AD432: Qui veut du vaccin anti-COVID-19? Forte réticence dans 5 pays d'Afrique de l'Ouest

Dispatches
2021
432
Aminatou Seydou

Même si l'Afrique a, jusqu'à présent, été épargnée par la mortalité massive due à la COVID- 19 observée dans d'autres régions, les autorités sanitaires conseillent vivement aux dirigeants africains de mettre en œuvre des opérations de vaccination de masse (France24, 2021).

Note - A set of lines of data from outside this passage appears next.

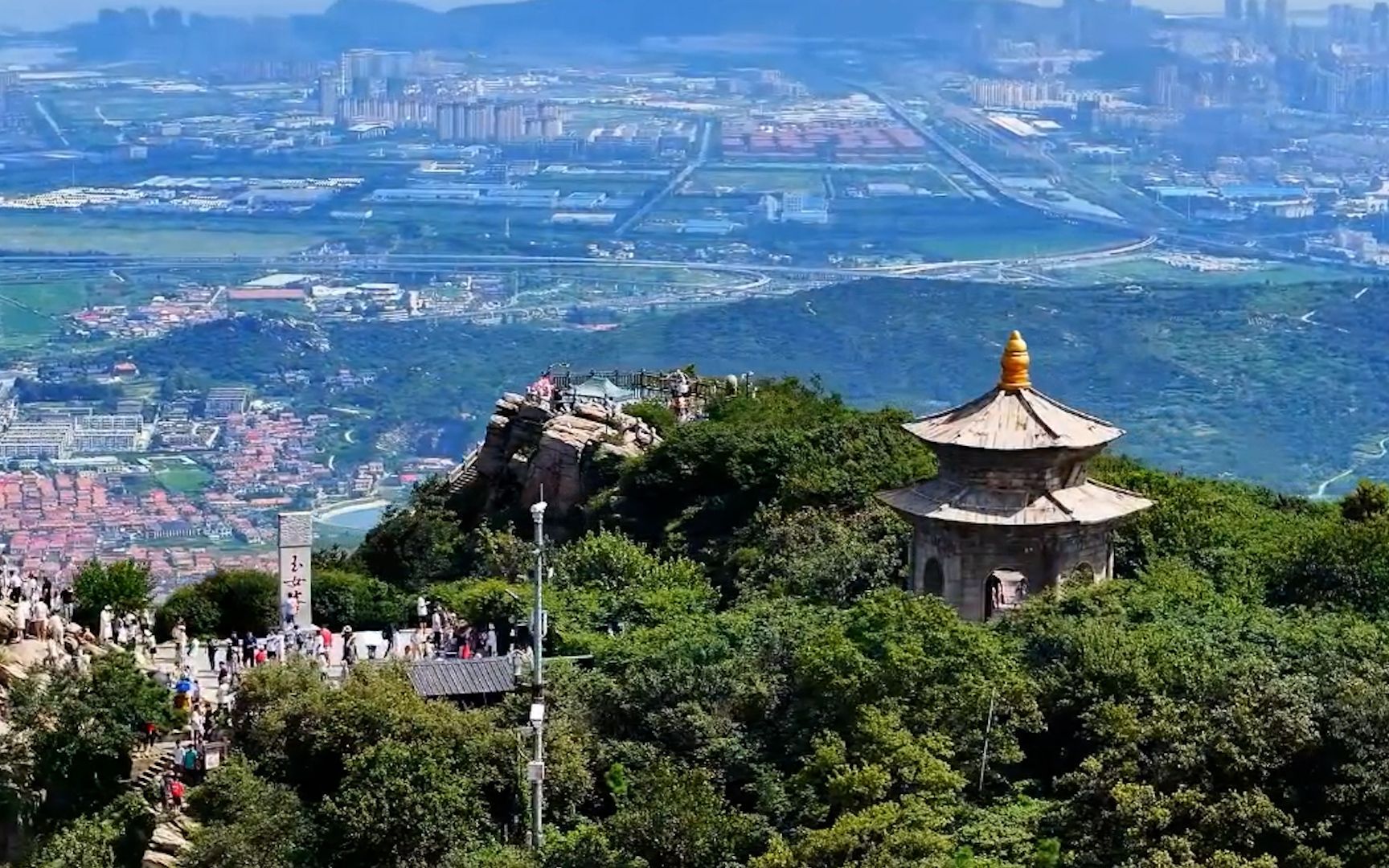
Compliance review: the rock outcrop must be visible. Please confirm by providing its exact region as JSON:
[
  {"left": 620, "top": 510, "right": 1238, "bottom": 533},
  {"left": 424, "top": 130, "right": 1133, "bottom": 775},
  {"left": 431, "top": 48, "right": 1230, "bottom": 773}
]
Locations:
[{"left": 460, "top": 393, "right": 660, "bottom": 538}]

L'Organisation Mondiale de la Santé (OMS, 2021a) rapporte que les pays sont effectivement en train de se mobiliser pour distribuer des vaccins face à la récente recrudescence des infections aux coronavirus, notamment de nouvelles variantes qui se répandent plus vite.

L’organisme Africa CDC (Centres for Disease Control and Prevention) estime qu'il faudrait vacciner au moins 60% de la population du continent pour créer une immunité communautaire qui protégerait les Africains et, par extension, le reste du monde (Anna, 2020). Ceci est une action extrêmement complexe et coûteuse, mais moins onéreuse que le maintien ou la reprise des restrictions économiques, éducatives, et sociales qui ont protégés les populations jusqu'à présent (Lancet, 2020).

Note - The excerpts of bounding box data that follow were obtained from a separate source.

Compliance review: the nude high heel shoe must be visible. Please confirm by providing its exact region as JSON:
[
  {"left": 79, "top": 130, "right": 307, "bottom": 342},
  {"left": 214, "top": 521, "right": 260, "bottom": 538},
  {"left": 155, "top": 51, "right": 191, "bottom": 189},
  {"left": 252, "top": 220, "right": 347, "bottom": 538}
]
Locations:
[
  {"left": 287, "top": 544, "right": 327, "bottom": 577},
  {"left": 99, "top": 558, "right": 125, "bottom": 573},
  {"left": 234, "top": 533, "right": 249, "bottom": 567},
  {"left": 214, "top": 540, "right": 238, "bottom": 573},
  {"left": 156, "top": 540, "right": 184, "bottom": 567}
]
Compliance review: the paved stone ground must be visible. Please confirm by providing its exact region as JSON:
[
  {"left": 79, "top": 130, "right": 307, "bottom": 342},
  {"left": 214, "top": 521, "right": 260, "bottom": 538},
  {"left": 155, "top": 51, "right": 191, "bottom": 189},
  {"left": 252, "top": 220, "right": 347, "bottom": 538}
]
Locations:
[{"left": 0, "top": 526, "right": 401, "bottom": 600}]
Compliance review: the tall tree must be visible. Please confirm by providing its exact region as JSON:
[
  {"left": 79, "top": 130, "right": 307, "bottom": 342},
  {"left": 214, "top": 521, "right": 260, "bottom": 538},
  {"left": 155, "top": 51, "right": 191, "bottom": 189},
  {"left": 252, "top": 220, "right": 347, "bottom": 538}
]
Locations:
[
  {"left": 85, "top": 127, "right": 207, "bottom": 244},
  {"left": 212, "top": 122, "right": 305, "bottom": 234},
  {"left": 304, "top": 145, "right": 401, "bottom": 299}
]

Si l'Afrique est à la traîne par rapport à d'autres régions pour ce qui est de la disponibilité des vaccins, les expéditions s'accélèrent avec un nombre croissant de pays, dont le Ghana, le Kenya, la Côte d'Ivoire, le Nigeria, l'Afrique du Sud, l'Angola, et le Zimbabwe (Petesch, 2021; BBC News, 2021a; CNN, 2021; Kyobutungi, 2021; OMS, 2021b). L'initiative COVAX pour un accès global et équitable au vaccin anti-COVID-19 et l'Union Africaine s'emploient à obtenir et faire livrer des centaines de millions de doses au continent dans les mois à venir (OMS, 2021c; Jerving, 2021).

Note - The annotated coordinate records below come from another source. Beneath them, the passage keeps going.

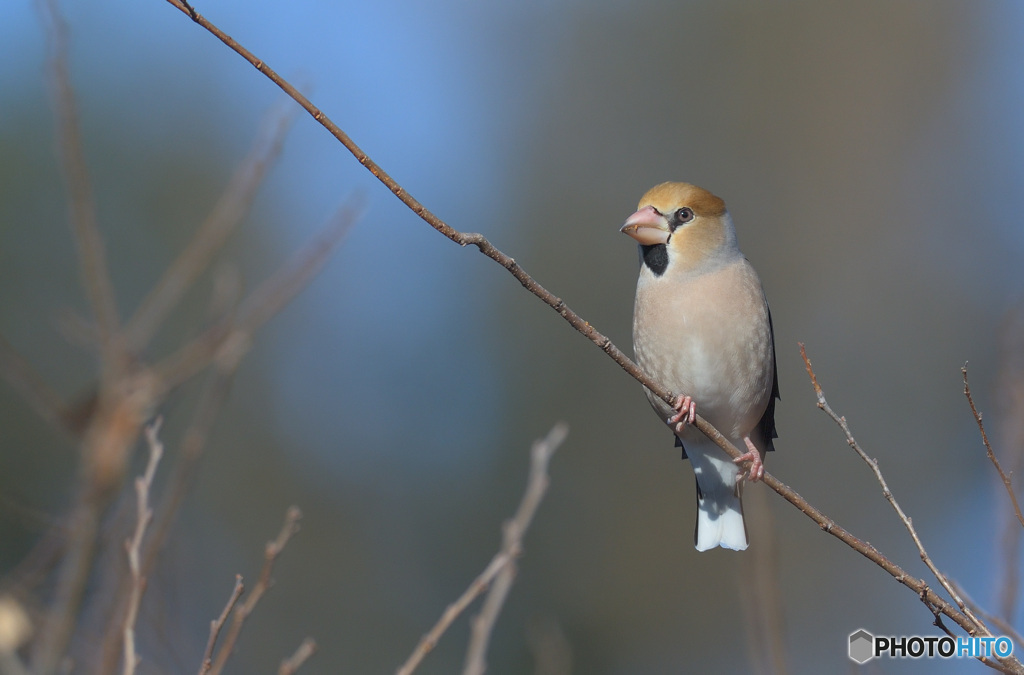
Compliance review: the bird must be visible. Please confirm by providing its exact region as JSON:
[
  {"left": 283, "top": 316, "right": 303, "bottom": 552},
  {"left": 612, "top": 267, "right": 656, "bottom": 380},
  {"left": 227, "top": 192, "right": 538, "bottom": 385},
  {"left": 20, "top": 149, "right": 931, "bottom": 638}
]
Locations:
[{"left": 620, "top": 182, "right": 779, "bottom": 551}]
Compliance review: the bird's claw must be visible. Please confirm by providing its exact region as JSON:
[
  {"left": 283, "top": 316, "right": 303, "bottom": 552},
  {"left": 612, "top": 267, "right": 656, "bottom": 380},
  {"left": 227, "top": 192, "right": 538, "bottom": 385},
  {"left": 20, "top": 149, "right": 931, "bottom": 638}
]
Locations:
[
  {"left": 667, "top": 395, "right": 697, "bottom": 433},
  {"left": 732, "top": 436, "right": 765, "bottom": 482}
]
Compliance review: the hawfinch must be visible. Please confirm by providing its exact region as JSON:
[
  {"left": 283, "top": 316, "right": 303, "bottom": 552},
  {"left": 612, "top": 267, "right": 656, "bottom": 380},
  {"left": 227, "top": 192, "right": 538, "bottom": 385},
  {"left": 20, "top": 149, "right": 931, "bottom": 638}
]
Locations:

Parmi la multitude de défis à relever pour vacciner une population – du financement à l'accès équitable au marché global des vaccins, en passant par les difficultés logistiques de transport, de stockage, et d'administration des vaccins (Edward-Ekpu, 2021; DW, 2021) – la réticence ou résistance au vaccin n’est pas le moindre. Alimentée par la méfiance à l'égard du système sanitaire et des instances politiques, la méfiance populaire face à la vaccination est un phénomène grandissant dans le monde entier. En 2019 – avant la pandémie de la COVID-19 – l'OMS (2019) a établi que la réticence à se faire vacciner était l'une des 10 plus grandes menaces à la santé mondiale.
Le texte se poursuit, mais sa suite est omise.